10/15/2013 12:39 pm ET Updated Dec 15, 2013

To an Invisible Mom

Mothers are good at finding each other. It doesn't matter how long ago it happened, the magical moment when something about us fundamentally changed. We all know it. The moment that we began thinking of ourselves as mothers. And for almost all of us, there is joy and pride in that title. We see other moms at the playground or in the grocery store, and if we can, we go a little out of our way to show ourselves. Look over here! I see you, and we're members of the same club! Look at my badge! Look at my scars! Let me see yours!

We speak the same language. It was an unassisted VBAC! Did you get EI for his SPD?

We watch the same television. Isn't Caillou the worst? I always dancey dance.

We sing the same songs. Twinkle twinkle little star...

But what about the women afraid to raise their hands? Afraid to pin the motherhood badge to their chests and wear it with pride?

There are reasons to be afraid. Not for me, with my children at my side. But for you, my friend, the mother who lost her child before birth.

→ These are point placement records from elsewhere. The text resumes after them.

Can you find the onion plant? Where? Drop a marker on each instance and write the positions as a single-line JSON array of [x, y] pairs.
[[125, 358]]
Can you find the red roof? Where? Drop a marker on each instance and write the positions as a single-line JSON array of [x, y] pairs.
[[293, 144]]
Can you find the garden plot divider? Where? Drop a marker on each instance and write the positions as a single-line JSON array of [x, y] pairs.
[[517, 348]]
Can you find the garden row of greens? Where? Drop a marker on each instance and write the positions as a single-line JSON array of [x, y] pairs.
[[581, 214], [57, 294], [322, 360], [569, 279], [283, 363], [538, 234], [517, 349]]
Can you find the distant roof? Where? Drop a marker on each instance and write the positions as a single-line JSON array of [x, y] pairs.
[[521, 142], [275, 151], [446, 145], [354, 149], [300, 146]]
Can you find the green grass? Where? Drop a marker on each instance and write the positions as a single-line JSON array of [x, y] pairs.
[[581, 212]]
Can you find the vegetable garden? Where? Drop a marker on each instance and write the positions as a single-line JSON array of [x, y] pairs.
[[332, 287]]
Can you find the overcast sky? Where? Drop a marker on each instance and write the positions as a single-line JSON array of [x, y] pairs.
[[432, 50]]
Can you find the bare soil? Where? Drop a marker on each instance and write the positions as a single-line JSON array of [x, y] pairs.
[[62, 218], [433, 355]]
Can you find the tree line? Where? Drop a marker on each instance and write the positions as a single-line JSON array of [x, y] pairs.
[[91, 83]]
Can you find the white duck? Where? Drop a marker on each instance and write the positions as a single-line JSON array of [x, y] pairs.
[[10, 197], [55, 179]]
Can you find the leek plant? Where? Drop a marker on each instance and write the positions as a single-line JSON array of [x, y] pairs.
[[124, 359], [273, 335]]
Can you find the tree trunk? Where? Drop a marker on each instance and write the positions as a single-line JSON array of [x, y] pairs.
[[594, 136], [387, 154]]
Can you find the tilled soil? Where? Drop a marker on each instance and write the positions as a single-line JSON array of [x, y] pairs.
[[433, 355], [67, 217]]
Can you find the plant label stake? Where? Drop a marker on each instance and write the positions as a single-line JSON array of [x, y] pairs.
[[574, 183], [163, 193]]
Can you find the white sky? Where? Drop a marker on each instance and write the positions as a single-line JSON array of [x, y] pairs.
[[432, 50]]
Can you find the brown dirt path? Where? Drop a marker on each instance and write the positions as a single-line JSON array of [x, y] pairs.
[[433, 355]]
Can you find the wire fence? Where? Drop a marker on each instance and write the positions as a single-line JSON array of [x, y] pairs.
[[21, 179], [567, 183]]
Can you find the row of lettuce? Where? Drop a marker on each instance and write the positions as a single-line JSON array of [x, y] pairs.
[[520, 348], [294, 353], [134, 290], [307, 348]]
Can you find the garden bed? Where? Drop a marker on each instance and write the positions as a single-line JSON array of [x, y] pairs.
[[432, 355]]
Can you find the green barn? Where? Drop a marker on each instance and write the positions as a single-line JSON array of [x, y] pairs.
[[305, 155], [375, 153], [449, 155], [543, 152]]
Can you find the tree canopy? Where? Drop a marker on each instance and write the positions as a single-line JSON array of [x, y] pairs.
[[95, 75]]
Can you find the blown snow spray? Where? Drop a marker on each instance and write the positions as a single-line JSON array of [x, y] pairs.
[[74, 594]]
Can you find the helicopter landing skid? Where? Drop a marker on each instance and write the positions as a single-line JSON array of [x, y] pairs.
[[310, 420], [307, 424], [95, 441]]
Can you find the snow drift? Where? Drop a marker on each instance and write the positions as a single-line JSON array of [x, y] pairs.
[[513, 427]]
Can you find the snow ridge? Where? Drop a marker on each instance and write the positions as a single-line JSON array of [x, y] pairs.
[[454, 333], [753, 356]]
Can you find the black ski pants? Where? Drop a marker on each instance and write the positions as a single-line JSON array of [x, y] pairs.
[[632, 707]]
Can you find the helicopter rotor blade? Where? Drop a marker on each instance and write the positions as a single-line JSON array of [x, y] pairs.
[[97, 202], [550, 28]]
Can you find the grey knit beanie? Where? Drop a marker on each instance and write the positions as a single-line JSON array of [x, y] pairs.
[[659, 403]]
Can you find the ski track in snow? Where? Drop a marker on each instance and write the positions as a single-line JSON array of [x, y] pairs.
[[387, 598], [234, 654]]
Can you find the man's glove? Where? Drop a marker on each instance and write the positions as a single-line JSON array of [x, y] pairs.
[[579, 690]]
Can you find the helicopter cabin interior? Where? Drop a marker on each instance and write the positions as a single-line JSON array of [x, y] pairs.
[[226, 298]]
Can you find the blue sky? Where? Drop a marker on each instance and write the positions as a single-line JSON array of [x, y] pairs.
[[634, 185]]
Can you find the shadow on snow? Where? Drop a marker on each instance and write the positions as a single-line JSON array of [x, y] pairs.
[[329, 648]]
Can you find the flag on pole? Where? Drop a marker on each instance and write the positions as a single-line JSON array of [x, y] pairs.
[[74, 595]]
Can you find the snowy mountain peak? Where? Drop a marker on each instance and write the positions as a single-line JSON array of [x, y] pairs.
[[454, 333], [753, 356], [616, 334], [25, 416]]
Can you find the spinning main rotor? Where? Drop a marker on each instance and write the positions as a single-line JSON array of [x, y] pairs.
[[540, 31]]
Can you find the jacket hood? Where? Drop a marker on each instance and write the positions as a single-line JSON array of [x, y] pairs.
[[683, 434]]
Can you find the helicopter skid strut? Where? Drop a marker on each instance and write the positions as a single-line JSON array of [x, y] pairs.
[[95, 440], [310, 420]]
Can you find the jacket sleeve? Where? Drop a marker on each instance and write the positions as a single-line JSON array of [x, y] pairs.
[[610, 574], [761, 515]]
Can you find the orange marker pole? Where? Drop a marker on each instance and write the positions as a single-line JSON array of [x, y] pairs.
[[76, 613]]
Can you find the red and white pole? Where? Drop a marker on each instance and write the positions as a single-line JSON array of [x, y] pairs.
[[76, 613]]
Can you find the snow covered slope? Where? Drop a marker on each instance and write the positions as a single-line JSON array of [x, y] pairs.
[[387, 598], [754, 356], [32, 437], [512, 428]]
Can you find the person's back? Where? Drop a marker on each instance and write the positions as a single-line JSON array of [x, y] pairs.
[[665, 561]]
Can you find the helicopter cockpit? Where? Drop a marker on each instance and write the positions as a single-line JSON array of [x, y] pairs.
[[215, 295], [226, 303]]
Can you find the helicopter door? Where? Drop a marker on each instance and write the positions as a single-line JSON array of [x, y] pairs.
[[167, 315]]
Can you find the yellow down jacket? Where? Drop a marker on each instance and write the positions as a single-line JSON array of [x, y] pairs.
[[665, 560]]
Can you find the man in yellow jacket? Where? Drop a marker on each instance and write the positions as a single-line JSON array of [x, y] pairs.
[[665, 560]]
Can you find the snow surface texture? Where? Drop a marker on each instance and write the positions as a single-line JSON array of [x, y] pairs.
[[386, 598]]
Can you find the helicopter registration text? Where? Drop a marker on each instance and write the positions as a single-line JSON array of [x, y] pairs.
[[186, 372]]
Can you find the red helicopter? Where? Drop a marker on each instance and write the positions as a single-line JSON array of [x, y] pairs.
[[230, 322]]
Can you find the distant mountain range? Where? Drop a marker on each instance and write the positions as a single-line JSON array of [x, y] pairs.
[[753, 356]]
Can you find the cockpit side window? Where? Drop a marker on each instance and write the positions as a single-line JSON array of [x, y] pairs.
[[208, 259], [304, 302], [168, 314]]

Mothers seem to spend a lot of time knocking each other down these days. But no matter what choices I make, you always support me. No matter how much I complain about the mundane frustrations of parenthood, you let me me know what a great job you think I'm doing. No matter how many thousands of pictures of my kids I put on Facebook, you're always there, hitting "like" a thousand more times.

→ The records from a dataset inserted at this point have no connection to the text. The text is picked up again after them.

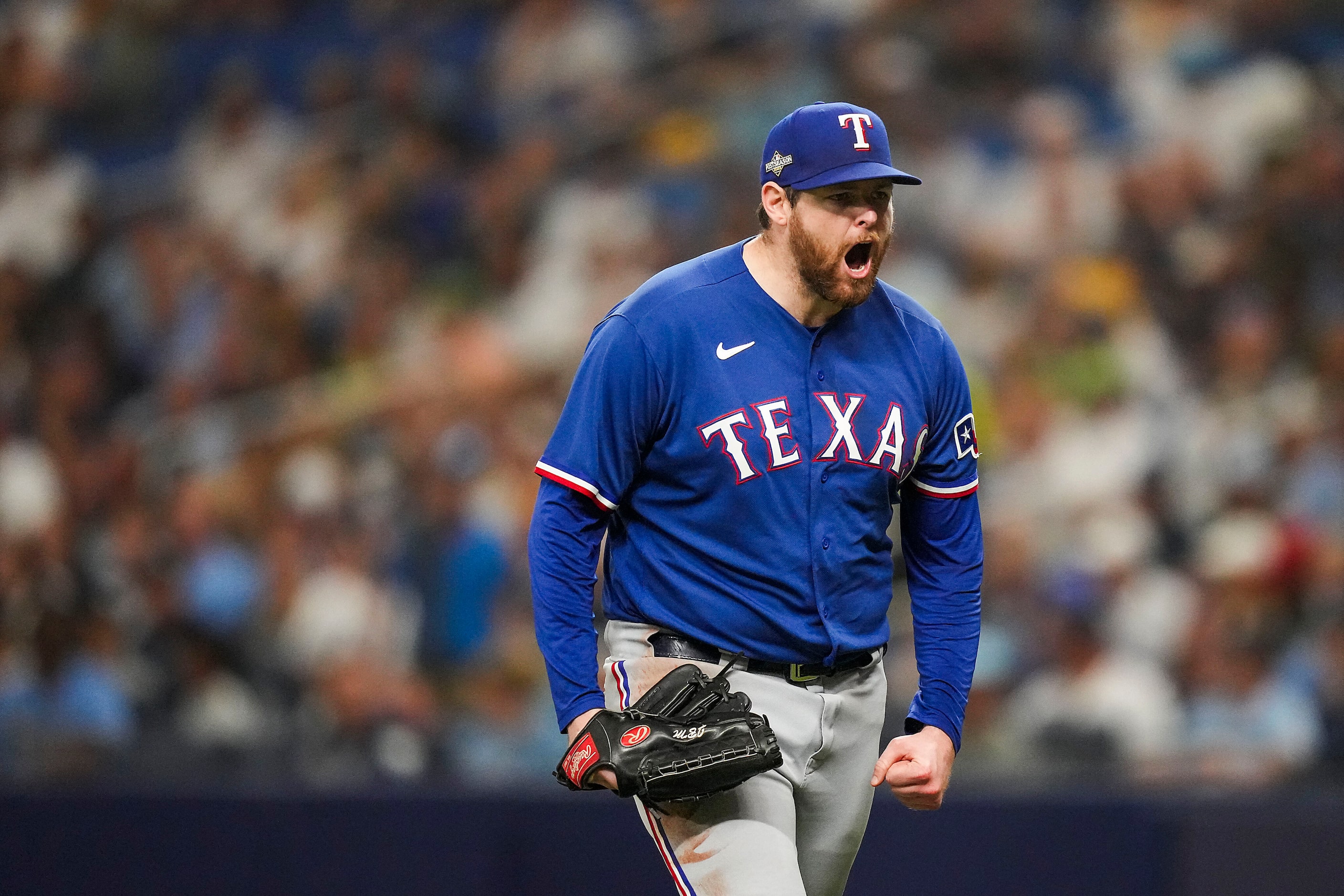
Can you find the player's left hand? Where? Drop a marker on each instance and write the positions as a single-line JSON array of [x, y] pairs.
[[917, 768]]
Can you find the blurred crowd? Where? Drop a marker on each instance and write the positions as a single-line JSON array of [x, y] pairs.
[[291, 295]]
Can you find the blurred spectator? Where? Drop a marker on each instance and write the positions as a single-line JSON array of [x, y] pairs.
[[233, 160], [62, 712], [1093, 708], [1248, 727], [43, 194]]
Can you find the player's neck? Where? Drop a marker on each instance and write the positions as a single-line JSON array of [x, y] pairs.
[[771, 262]]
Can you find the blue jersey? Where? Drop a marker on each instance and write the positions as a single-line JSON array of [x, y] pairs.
[[748, 468]]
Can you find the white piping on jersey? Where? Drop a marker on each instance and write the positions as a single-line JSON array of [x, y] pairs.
[[574, 483], [956, 492]]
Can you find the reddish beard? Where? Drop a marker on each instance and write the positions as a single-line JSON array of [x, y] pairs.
[[819, 269]]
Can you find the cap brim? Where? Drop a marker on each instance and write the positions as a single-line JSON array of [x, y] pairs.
[[856, 171]]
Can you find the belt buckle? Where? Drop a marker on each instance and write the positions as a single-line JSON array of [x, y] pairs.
[[796, 674]]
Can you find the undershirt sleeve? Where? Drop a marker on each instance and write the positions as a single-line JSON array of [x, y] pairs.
[[944, 552], [562, 550]]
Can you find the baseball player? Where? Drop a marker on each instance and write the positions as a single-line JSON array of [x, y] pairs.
[[740, 430]]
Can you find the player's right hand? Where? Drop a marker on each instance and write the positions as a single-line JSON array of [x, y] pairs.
[[917, 768], [604, 777]]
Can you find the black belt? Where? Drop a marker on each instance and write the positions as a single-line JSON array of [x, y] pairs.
[[667, 644]]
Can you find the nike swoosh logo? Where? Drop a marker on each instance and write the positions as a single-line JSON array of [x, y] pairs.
[[725, 354]]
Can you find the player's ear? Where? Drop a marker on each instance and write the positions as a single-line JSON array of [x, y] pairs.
[[776, 205]]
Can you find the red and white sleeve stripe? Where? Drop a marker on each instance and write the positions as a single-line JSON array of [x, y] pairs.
[[943, 492], [574, 483]]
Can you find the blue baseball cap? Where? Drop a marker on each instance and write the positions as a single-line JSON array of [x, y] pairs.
[[828, 143]]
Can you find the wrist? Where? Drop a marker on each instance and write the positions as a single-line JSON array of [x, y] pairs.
[[580, 723]]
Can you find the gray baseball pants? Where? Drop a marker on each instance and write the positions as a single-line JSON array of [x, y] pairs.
[[789, 832]]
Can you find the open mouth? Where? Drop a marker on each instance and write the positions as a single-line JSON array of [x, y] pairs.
[[858, 259]]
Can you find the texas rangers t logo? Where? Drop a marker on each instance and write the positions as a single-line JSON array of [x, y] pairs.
[[861, 140]]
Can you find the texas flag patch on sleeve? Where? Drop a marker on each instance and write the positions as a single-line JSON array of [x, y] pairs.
[[966, 437]]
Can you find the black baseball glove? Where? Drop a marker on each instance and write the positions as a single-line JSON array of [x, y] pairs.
[[687, 738]]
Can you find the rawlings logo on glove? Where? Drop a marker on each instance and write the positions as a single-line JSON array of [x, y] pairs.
[[687, 738]]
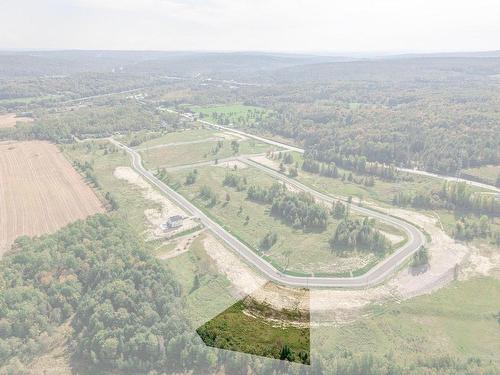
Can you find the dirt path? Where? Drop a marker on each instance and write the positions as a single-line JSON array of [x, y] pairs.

Every Mother's Day, your heart breaks. Every Christmas, every anticipated birthday. You count the days and years. You believe in your heart that some day, in heaven, a child with your features will greet you with love, with the weight of the missed hugs and kisses of a lifetime.

You became a mother before your child was born. You knew that as you stepped on the scale, compared nausea stories, decorated a nursery. You had plans. You were ready to open your life for the child you hadn't met. Your heart was as open as the sky.

You are still a mother. You still speak that language you studied so carefully, even if you're afraid to join in conversation.

And I know why you can't. Sometimes you feel like a shadow, or a phantom, and you're afraid of the looks on other mother's faces if you spoke your story. Afraid of their fear. It's easier to be invisible.

And all of this, this is more proof that you are a mother. A woman who cares so deeply for the feelings and well-being of another person that it pains you. You look at children with love, as parents do. You take pride in your experiences of motherhood. You deserve your joy, you deserve your happiness.

Whether or not you hold your own baby in your arms, squirming with life and constant need, you are still a mother. With the weight of your loss, you are not diminished. You are not other. You are one of us -- one of the club.

My heart breaks for you, the mother who has experienced the worst of all motherhood has to offer. And it breaks for you for having missed the most joyful. You have lost your child, as fully and truly as the parent of any lost child. And so many people neglect you, ignore your experience. Tell you that you aren't a "real" mom.

But you are. I know it. And more importantly, you do. You know you became a mother once, and there is no going back. No un-becoming. No erasing the changes in your heart and soul.

You're doing a good job, mama. Every day, you do more than the rest of us can comprehend -- you keep going. You keep loving. You keep giving.

You are a good mom.

Even when you're the only one who knows it.